Londres, 8 de enero de 2015

La reciente desaparición de dos periodistas en México pone de relieve la preocupación existente sobre la seguridad de los periodistas en el país, dijo hoy PEN International. A principios de enero de 2015 se ha denunciado la desaparición del director de periódico José Moisés Sánchez Cerezo en el estado de Veracruz, mientras que Mario Alberto Crespo Ayón, reportero de televisión y ex periodista de prensa del estado de Sinaloa, no ha sido visto desde principios de diciembre de 2014. PEN pide a las autoridades mexicanas que investiguen estas desapariciones, que esclarezcan la suerte de los dos periodistas y que lleven a los autores ante la justicia.

Con el fin de garantizar que cualquier  posible enlace a su trabajo se priorice, las investigaciones deberían ser lideradas por el Fiscal Especial para la Atención de Delitos cometidos en contra de la Libertad de Expresión—FEADLE.

Al menos otros 11 periodistas de medios impresos han desaparecido en la última década—un cuarto de ellos del estado de Veracruz. Están entre los miles de desaparecidos de manera similar en el país. En la mayoría de los casos las autoridades no han podido aclarar su suerte, violando así sus obligaciones en virtud del derecho internacional. El gobierno federal de Enrique Peña Nieto, que llegó al poder en diciembre de 2012, ha puesto en marcha algunas medidas para reconocer la magnitud del problema, para mejorar los intentos de esclarecer la suerte de las víctimas e investigar a los responsables. Sin embargo, la magnitud de la participación de agentes del Estado en las desapariciones forzadas en el país todavía ha de ser reconocida.

Trabajar como periodista en México es muy peligroso, ya que el país se enfrenta a niveles de violencia que ascienden de forma vertiginosa, y que en gran parte proviene de los cárteles de la droga y de la ofensiva armada del gobierno contra ellos. Al menos 61 periodistas han sido asesinados en los últimos 10 años; Veracruz es de nuevo uno de los peores responsables en  asesinatos de periodistas, junto con Tamaulipas, Guerreo y Chihuahua. Muy pocos—si es que hay alguno—de estos asesinatos se han resuelto satisfactoriamente.

Antecedentes

José Moisés Sánchez Cerezo (Imagen: Diario19.com)

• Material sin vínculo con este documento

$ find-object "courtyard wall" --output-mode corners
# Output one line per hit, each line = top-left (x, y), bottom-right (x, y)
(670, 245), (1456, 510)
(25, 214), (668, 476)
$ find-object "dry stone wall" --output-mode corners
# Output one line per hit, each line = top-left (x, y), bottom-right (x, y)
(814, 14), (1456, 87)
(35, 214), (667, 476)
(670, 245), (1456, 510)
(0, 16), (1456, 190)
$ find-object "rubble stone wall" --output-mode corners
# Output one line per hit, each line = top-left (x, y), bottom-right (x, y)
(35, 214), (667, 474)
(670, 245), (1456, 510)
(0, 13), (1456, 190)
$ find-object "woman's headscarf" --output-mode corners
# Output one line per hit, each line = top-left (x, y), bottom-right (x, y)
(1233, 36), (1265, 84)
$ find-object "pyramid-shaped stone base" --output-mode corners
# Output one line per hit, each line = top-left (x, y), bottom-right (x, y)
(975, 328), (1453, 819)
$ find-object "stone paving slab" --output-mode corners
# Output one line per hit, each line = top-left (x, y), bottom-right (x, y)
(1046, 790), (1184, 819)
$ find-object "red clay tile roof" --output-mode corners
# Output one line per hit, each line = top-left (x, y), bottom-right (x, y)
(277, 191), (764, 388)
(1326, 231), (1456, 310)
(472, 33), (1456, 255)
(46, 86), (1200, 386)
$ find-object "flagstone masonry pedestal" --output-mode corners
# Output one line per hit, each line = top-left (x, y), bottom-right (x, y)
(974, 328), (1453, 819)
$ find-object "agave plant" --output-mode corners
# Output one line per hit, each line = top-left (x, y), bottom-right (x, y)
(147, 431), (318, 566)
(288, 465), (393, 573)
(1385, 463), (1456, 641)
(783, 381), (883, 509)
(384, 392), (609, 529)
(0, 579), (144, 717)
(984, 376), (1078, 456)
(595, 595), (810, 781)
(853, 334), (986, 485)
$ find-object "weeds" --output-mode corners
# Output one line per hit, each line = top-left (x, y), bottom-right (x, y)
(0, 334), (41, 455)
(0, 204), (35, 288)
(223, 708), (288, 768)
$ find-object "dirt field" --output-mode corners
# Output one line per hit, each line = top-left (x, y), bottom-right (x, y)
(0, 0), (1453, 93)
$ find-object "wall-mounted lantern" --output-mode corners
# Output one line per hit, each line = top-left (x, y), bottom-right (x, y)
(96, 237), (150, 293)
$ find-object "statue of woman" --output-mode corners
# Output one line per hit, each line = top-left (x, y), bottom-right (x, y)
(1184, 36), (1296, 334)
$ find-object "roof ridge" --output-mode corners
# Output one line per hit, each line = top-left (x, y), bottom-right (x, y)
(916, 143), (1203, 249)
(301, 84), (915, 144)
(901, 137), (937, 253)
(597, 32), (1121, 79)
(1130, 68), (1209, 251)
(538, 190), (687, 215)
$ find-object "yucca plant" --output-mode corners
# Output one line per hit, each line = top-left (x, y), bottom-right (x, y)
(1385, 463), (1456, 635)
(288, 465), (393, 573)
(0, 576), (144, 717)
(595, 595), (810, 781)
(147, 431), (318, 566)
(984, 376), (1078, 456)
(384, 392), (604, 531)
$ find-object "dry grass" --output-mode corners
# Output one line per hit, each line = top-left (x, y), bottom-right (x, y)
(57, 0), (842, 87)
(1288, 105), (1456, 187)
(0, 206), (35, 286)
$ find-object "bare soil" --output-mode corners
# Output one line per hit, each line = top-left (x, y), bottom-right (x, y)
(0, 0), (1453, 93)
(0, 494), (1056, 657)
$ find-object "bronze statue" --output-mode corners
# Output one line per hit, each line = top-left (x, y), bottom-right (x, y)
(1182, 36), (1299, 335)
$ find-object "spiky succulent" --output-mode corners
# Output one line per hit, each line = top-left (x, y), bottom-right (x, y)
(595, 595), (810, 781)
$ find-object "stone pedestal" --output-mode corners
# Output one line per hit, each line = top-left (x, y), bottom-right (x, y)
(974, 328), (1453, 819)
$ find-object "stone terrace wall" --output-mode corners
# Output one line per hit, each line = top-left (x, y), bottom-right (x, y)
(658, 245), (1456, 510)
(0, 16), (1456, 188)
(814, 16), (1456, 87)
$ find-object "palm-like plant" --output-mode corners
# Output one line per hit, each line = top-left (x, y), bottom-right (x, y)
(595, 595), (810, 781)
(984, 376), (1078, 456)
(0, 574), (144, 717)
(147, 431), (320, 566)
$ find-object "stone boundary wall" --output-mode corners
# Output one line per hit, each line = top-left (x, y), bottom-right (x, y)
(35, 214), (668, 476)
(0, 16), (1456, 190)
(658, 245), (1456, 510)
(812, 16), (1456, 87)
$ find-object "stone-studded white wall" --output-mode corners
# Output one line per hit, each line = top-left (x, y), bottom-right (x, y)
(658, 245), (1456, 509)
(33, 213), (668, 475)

José Moisés Sánchez Cerezo (Imagen: Diario19.com)

El 2 de enero de 2015, José Moisés Sánchez Cerezo fue secuestrado de su casa en Medellín de Bravo, estado de Veracruz, por un grupo de hombres fuertemente armados. Sus secuestradores también se incautaron de su ordenador, cámara y teléfono móvil antes de meterlo en uno de tres vehículos. No se le ha visto ni se sabe nada de él desde entonces.

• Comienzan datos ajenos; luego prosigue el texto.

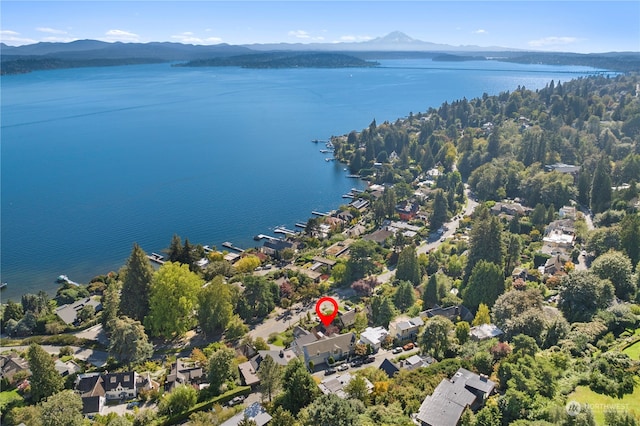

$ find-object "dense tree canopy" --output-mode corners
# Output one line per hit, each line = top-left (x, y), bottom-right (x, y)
(109, 317), (153, 364)
(198, 276), (233, 335)
(145, 262), (203, 338)
(558, 271), (615, 322)
(27, 343), (64, 402)
(120, 244), (153, 321)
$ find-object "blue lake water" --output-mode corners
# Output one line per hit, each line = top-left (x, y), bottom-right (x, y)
(0, 60), (604, 301)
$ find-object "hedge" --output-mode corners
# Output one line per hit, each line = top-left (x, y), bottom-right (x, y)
(158, 386), (251, 426)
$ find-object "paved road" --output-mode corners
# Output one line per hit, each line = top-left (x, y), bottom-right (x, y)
(2, 345), (108, 367)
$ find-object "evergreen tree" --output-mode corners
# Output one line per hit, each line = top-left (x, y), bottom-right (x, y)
(393, 281), (416, 312)
(504, 234), (522, 276)
(120, 244), (153, 321)
(620, 213), (640, 275)
(100, 281), (122, 333)
(472, 303), (491, 326)
(420, 316), (453, 359)
(167, 234), (184, 262)
(396, 245), (421, 286)
(591, 157), (611, 214)
(371, 296), (396, 327)
(280, 358), (320, 415)
(462, 260), (505, 309)
(257, 354), (282, 402)
(422, 274), (439, 309)
(207, 347), (237, 395)
(198, 276), (233, 335)
(464, 204), (502, 283)
(429, 189), (449, 231)
(27, 343), (64, 401)
(42, 390), (84, 426)
(109, 317), (153, 365)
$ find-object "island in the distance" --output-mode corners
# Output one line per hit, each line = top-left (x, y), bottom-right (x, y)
(174, 52), (380, 68)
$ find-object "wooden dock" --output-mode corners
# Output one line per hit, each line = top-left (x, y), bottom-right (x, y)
(273, 226), (296, 235)
(222, 241), (244, 253)
(147, 253), (165, 265)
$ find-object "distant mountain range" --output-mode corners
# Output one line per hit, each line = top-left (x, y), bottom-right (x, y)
(0, 31), (640, 74)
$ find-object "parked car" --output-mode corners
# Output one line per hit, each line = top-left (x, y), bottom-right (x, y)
(402, 342), (414, 351)
(227, 395), (246, 407)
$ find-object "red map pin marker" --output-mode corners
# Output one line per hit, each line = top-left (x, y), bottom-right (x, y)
(316, 297), (338, 327)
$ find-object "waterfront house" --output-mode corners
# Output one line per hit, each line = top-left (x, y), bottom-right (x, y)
(0, 354), (31, 382)
(221, 402), (272, 426)
(262, 238), (294, 259)
(56, 297), (102, 325)
(416, 368), (495, 426)
(75, 373), (106, 415)
(396, 200), (420, 222)
(55, 359), (82, 377)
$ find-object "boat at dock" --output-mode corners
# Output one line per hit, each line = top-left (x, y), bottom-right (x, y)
(55, 274), (80, 287)
(222, 241), (244, 253)
(273, 226), (296, 235)
(147, 253), (164, 265)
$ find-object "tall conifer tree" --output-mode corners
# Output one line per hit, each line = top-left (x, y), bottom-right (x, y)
(120, 244), (153, 321)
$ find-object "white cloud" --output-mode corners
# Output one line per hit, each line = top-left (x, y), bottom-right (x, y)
(171, 31), (222, 44)
(529, 36), (579, 47)
(36, 27), (67, 34)
(105, 30), (140, 42)
(0, 30), (38, 46)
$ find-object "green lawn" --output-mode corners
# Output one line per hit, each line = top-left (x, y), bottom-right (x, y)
(0, 389), (24, 412)
(567, 383), (640, 425)
(622, 341), (640, 361)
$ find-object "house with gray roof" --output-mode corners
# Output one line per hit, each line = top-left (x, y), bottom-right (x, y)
(221, 402), (272, 426)
(56, 297), (102, 325)
(420, 305), (473, 322)
(301, 333), (357, 365)
(416, 368), (495, 426)
(238, 349), (298, 386)
(389, 317), (424, 342)
(469, 324), (504, 340)
(318, 373), (373, 399)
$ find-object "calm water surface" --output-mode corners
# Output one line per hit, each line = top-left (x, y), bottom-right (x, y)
(0, 60), (604, 301)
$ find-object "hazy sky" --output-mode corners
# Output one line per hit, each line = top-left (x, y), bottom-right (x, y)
(0, 0), (640, 53)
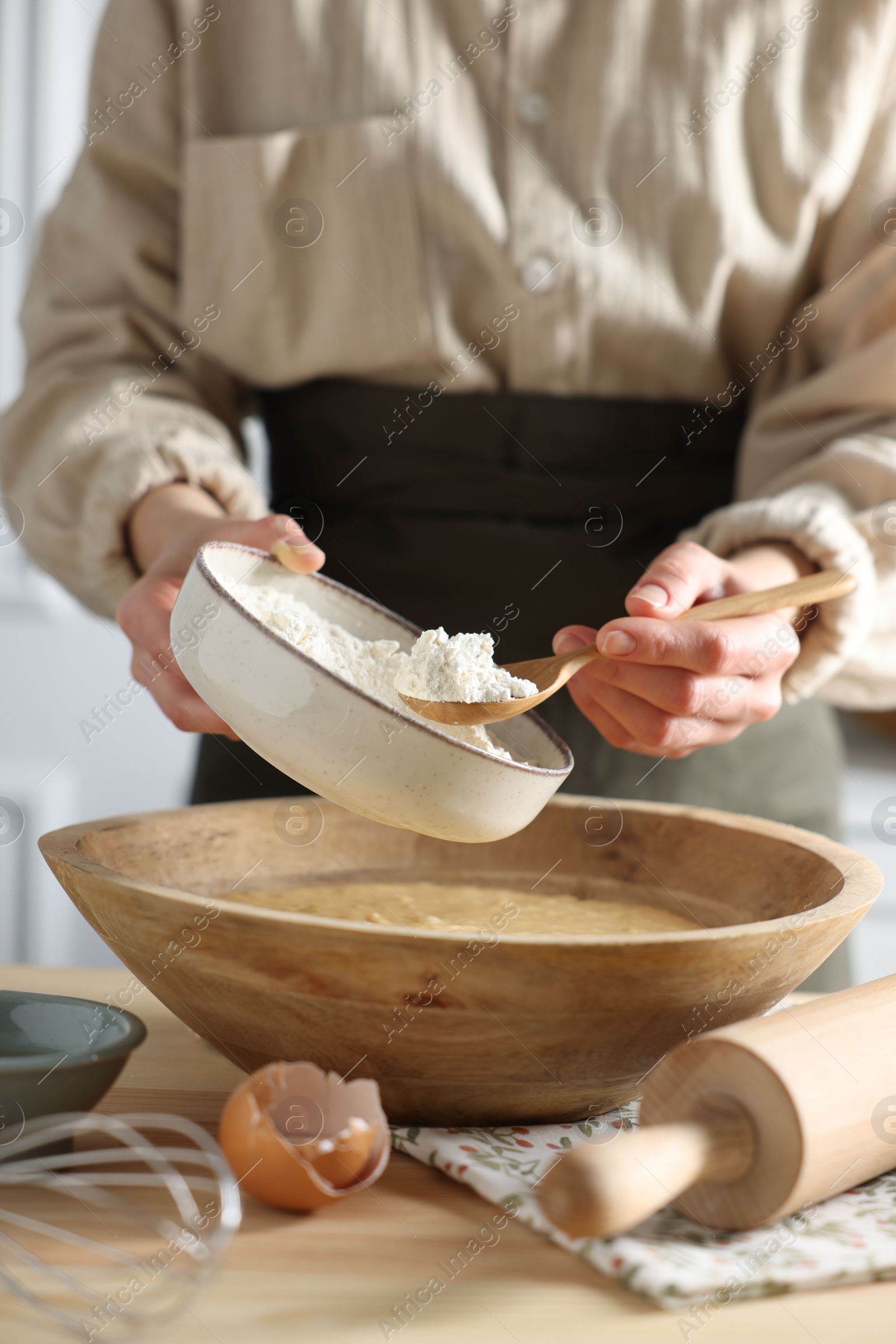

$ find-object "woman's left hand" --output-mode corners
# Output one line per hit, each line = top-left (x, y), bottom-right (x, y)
(553, 542), (815, 759)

Sánchez, de 49 años de edad, es el propietario y editor de La Unión, una impresión semanal y diario digital distribuido en las comunidades que rodean Medellín de Bravo, Veracruz; según los informes, también trabaja como taxista. Activo en su comunidad local y miembro del grupo de vigilancia vecinal local, a menudo ha sido crítico con la trayectoria de las autoridades locales en la lucha contra la delincuencia, tanto en sus artículos como en Facebook, según se informa.

Mario Alberto Crespo Ayón  (Imagen: debate.com.mx)

Mario Alberto Crespo Ayón
(Imagen: debate.com.mx)

Recientemente, Sánchez había informado sobre—y había participado en—las recientes protestas contra los presuntos abusos cometidos por el alcalde de Medellín de Bravo. Tres días antes de su secuestro, el 30 de diciembre, según su hijo, un hombre no identificado que se acercó a su casa advirtió a Sánchez de que dejara sus reportajes. Se ha informado que su familia creía que Sánchez estaba en el punto de mira por estos artículos, y han relacionado al alcalde con el incidente. Sin embargo, el alcalde negó cualquier participación en una declaración hecha pública el 5 de enero y confirmó que iba a cooperar con la investigación de las desapariciones, según informes de prensa. Un mes antes, Mario Alberto Crespo Ayón, un ex periodista de prensa que trabaja actualmente para Uno TV, desapareció después de salir de su casa en Mazatlán, estado de Sinaloa, el 3 de diciembre de 2014. Poco antes, Crespo había hablado con miembros de la familia por teléfono y había quedado con su novia más tarde ese mismo día. Los familiares han tratado de llamar a su teléfono móvil; sin embargo, parece estar apagado. Su familia denunció su desaparición a la oficina del fiscal general. Crespo ha trabajado anteriormente para los periódicos Noroeste, Primera Hora y Línea Directa.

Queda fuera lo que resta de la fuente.